Ibnu Abi Al-'Izz ra berkata: "Tidak dapat dikatakan bahwa
pengertian hadis tersebut menunjukkan bahwa anak itu dilahirkan dalam keadaan
polos yang tidak mengetahui perbedaan tauhid dan syirik, sebagaimana yang
dikatakan oleh sebagian orang.
Selain itu, Nabi saw bersabda, "Allah SWT berfirman, 'Aku
telah menciptakan hamba-hamba-Ku dalam keadaan fitrah (suci), lalu setan
mengotorinya ...'."
Bertitik tolak dari keterangan di atas yang bersumber dari
dalil-dalil syariah dan bukti-bukti yang bersifat realitas menunjukkan bahwa
manusia itu diciptakan dengan memiliki kecenderungan untuk mengesakan Allah.
Sehingga, dapat dikatakan bahwa dalil yang menunjukkan akan keesaan Allah SWT
dan menunjukkan kemadirian-Nya dari makhluk sudah sangat jelas bagi mereka,
yaitu dalil yang menolak seseorang yang mengingkari ketuhanan Allah SWT atau
menyekutukan-Nya dengan sesuatu atau dengan lainnya atau mengaku tidak
mengetahui tentang hal itu.
Dengan demikian, maka jika kita bermaksud membatasi batasan
sampainya dalil kepada manusia dalam masalah tauhid rububiyah ini, maka kita
mesti mengambil ungkapan yang pasti tentang permasalahan ini, dan bahwa tauhuid
rububiyah ini merupakan sesuatu yang fitrah.
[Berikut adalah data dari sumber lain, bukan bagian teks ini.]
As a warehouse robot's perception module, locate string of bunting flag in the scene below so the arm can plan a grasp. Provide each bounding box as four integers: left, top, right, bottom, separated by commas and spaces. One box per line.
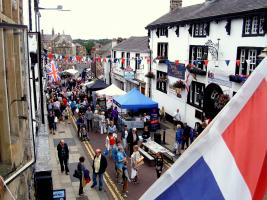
48, 53, 261, 66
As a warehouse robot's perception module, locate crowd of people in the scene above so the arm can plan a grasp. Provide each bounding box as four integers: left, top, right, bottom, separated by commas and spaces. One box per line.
46, 71, 166, 197
46, 63, 209, 197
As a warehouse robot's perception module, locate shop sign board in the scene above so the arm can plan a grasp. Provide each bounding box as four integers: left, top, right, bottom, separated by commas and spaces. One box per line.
168, 62, 186, 80
124, 71, 134, 79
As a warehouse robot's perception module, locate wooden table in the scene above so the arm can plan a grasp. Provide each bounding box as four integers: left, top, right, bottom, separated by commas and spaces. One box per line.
142, 140, 175, 160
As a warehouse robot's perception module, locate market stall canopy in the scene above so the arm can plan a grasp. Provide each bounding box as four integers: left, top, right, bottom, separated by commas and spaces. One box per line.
63, 69, 79, 75
81, 81, 95, 91
87, 80, 108, 91
113, 88, 158, 110
96, 84, 126, 96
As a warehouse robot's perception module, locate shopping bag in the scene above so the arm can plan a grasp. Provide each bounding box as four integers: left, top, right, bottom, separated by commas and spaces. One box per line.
131, 168, 137, 179
136, 156, 144, 168
104, 148, 109, 156
73, 169, 82, 179
82, 169, 91, 187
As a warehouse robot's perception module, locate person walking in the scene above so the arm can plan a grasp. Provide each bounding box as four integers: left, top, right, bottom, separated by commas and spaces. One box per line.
127, 128, 139, 155
155, 152, 163, 178
77, 156, 85, 196
182, 123, 191, 150
57, 140, 69, 175
76, 114, 84, 138
111, 106, 119, 126
174, 124, 183, 155
159, 106, 166, 122
99, 112, 107, 134
122, 158, 131, 198
108, 121, 118, 138
173, 108, 183, 128
121, 125, 128, 151
105, 133, 116, 157
142, 126, 150, 142
91, 149, 108, 191
85, 107, 94, 132
131, 145, 144, 183
115, 145, 126, 185
47, 111, 55, 135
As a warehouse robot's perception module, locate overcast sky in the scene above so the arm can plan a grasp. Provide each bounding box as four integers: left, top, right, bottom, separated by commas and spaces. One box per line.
39, 0, 204, 39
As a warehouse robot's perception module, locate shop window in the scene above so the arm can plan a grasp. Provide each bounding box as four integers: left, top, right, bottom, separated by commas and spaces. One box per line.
243, 16, 266, 37
236, 47, 263, 76
0, 23, 33, 183
135, 53, 141, 69
156, 27, 168, 37
126, 52, 131, 67
157, 71, 167, 94
157, 43, 168, 59
189, 45, 208, 69
121, 52, 125, 68
187, 81, 205, 109
193, 23, 209, 37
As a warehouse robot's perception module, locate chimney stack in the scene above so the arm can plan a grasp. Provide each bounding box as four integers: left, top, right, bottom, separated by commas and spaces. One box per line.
170, 0, 182, 12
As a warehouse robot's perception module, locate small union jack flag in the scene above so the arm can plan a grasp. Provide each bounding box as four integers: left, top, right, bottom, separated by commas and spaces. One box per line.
47, 61, 60, 82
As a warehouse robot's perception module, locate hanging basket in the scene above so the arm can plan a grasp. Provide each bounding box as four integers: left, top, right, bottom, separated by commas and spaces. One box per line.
145, 72, 155, 79
173, 80, 185, 89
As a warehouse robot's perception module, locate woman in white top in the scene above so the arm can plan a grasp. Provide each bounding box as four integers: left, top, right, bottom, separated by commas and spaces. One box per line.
99, 112, 106, 134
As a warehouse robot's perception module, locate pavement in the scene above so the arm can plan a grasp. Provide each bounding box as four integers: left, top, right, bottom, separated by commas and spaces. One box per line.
49, 117, 180, 200
49, 122, 111, 200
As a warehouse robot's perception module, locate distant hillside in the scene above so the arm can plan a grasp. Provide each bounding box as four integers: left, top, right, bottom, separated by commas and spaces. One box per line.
73, 39, 111, 54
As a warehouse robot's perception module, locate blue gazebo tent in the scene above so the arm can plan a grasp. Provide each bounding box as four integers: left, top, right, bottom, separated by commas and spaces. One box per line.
113, 88, 158, 110
87, 79, 108, 91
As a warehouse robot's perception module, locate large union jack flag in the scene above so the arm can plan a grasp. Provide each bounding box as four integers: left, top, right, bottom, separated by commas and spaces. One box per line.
47, 61, 60, 82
Karena itulah, maka perlu
didatangkan dalil syar'i untuk mengingatkan akidah yang bersifat fitrah ini.
Demikian juga halnya dengan dalil menciptakan yang sesuai dengan dalil-dalil
yang menunjukkan tentang keesaan Allah sebagai Pencipta dan Pengatur.
Ibnu Qayyim ra berkata berkenaan dengan ayat pengakuan di dalam
surah Al-A'raaf: "Ketika ayat Al-A'raaf ini dikategorikan sebagai ayat makiyah
(yang diturunkan di Mekah), maka di dalamnya diceritakan perjanjian dan
pengakuan yang bersifat umum bagi seluruh orang mukallaf (dewasa) yang termasuk
dari orang-orang yang mengakui kerububiyan Allah, ke-Esa-an-Nya, dan batalnya
perbuatan syirik. Perjanjian dan pengakuan yang dimaksud adalah perjanjian dan
pengakuan yang menunjukkan dalil bagi mereka, putusnya toleransi (pemberian
maaf), patutnya mendapatkan siksaan dan berhaknya mendapatkan kehancuran bagi
orang yang menentangnya. Dengan demikian, maka sudah semestinya bagi orang-orang
mukallaf untuk mengingat dan mengetahuinya, karena hal itu merupakan sesuatu
yang telah diciptakan oleh Allah bagi mereka, berupa pengakuan akan
kerububiyahan (ketuhanan) Allah, dan mengakui-Nya sebagai Tuhan dan yang
menciptakan mereka, serta mereka harus mengakui bahwa mereka itu merupakan
makhluk yang diatur oleh-Nya. Selanjutnya, Allah mengutus para rasul kepada
mereka yang bertugas untuk mengingatkan mereka tentang sesuatu yang sesuai
dengan fitrah dan akal mereka, dan memberitahukan mereka tentang perintah,
larangan, janji, dan ancaman Allah SWT.
Syekh al-Hukami Rahimahullahu berkata berkenaan dengan
penjelasan tentang berbagai macam perjanjian yang telah dibuat oleh Allah SWT
dengan Bani Adam (manusia), sehingga dapat ditentukan mengenai batasan sampainya
dalil kepada manusia, seraya beliau berkata: "? seluruh perjanjian ini telah
diciptakan oleh Alquran dan Sunnah:
- Perjanjian yang diambil oleh Allah SWT dari manusia ketika mereka
dikeluarkan dari tulang punggung bapaknya yaitu Nabi Adam as dan mereka bersaksi
kepada diri mereka sendiri: "Bukankah Aku ini Tuhanmu?" Mereka menjawab: "Betul
(Engkau Tuhan kami), kami menjadi saksi." Inilah perjanjian yang dikatakan oleh
mayoritas mufasir dalam ayat ini, sedangkan perjanjian yang didasarkan kepada
nash hadis sebagaimana terdapat dalam hadis sahih yang diriwayatkan oleh Imam
Bukhari dan Muslim terdapat pula dalam hadis-hadis lainnya.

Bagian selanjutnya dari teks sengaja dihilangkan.